In april 1957 blijken er al leerlingen te zijn die de gevorderde Intermediate II balletexamens afleggen. Uit deze groep ontstaat de vakklas, waar in het laatste jaar - naast ballet - een oriëntatie in Pas de deux, nationale (caractère) dans (Hongaars-Pools), dansgeschiedenis, muziekleer, en make-up behandeld wordt. Balletexamens blijven begeleid worden tot het vertrek van Thomée naar Tilburg in 1967.

Overheidsbemoeienis

In 1961 wordt door het Rijk een rijkserkenningsregeling voor het particulier dansvakonderwijs aangekondigd. Op 19 april 1963 wordt aan deze sector deze regeling toegezonden, waaronder aan Thomée. Zij vraagt daarop rijkserkenning aan, die haar, na een onderzoek door Indra Kamadjojo, door de Minister per 28 oktober 1963 voor 3 jaar verleend wordt. Hiertoe wordt de Stichting Stedelijke Balletschool Delft op 31 mei 1963 opgericht.

De minister verlangde wel bij de toekenning dat er een intensivering van het aantal lessen zou plaatsvinden, voorts een moderne dansdocent werd benoemd, en dat er genoeg vakleerlingen aanwezig zouden zijn (minimaal 10). De rijksvergoeding dekte de kosten hiervan niet, terwijl noch de Gemeente Delft, noch de Provincie Zuid-Holland wilden bijdragen in deze kosten. De school ging dus niet over naar het HBO.

Einde vakopleiding

Door de benoeming van Thomée aan de dansvakopleiding van het Brabants Conservatorium te Tilburg (waar ze tot in 1974 directrice bleef) stopte de vakopleiding in Delft: haar vakleerlingen verhuisden mee.

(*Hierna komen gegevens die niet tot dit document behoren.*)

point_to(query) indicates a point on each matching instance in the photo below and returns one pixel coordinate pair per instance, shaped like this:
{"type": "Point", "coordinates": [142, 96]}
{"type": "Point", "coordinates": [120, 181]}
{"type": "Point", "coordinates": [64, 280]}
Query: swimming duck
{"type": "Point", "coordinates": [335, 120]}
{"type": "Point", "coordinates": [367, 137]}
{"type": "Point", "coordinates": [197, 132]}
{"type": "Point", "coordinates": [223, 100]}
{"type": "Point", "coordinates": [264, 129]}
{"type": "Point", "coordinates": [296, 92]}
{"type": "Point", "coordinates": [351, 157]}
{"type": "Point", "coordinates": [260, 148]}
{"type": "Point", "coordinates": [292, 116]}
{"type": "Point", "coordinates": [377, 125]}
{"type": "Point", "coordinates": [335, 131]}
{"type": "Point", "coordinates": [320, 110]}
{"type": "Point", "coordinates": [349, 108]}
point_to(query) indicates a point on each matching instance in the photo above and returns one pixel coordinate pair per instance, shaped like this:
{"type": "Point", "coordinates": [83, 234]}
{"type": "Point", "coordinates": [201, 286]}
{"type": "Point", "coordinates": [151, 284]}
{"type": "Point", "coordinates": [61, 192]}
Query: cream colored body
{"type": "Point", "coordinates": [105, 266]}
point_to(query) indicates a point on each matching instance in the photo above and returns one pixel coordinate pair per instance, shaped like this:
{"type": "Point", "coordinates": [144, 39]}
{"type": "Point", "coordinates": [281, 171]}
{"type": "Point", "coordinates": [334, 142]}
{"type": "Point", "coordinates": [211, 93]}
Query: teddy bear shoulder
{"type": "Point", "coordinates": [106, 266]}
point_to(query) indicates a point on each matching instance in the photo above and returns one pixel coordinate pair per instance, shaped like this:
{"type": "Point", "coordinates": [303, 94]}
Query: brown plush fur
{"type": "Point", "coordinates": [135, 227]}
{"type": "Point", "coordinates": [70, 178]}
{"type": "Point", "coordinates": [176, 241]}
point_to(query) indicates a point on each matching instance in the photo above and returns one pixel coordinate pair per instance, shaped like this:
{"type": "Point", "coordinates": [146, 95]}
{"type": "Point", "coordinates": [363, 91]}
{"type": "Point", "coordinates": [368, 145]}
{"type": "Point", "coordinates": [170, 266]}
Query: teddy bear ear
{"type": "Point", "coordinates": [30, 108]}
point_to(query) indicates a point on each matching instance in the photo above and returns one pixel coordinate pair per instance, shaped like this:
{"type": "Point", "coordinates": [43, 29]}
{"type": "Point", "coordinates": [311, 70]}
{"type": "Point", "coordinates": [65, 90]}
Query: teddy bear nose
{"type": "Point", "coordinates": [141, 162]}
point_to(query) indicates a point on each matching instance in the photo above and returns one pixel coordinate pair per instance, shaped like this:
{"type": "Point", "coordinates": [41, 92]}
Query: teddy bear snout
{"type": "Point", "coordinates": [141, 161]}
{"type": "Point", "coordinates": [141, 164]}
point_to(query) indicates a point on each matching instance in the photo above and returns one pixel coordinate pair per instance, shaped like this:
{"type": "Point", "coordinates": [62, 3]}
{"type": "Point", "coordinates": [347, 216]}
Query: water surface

Bekende vakdocenten waren, naast Thomée, onder andere Wim Vreeken (later danser bij Het Nationale Ballet en docent aan de dansvakopleiding Koninklijk Conservatorium Den Haag), Alfred Hiltmann (Schrifttanz/dansnotatie), Philip Nasta (jazzdans), Octavio Geysel (Spaanse dans), Dorothea Hoffmann (caractère).

Conclusie

In de ontwikkeling van het Nederlands dansvakonderwijs vanaf 1931 (Rotterdam: Rotterdamsche Dansschool), 1942 (Den Haag: Rijksconservatorium), voortgezet na 1956 is deze school een voorbeeld geweest van een goedwerkende vakklas op kleine schaal, in de toenmalige beleidssetting.

Bronnen

  • Blokdijk, J.J., Scholen voor Dansvakonderwijs in Nederland in de Periode 1942-1986 (ongepubliceerde RUG-doct. scriptie (Tuitjenhorn, 1988) (Vp: bibliotheek Academie voor Theater en Dans Amsterdam), 246-292.
  • Gemeentearchief Delft: dossier Stedelijke Balletschool Delft.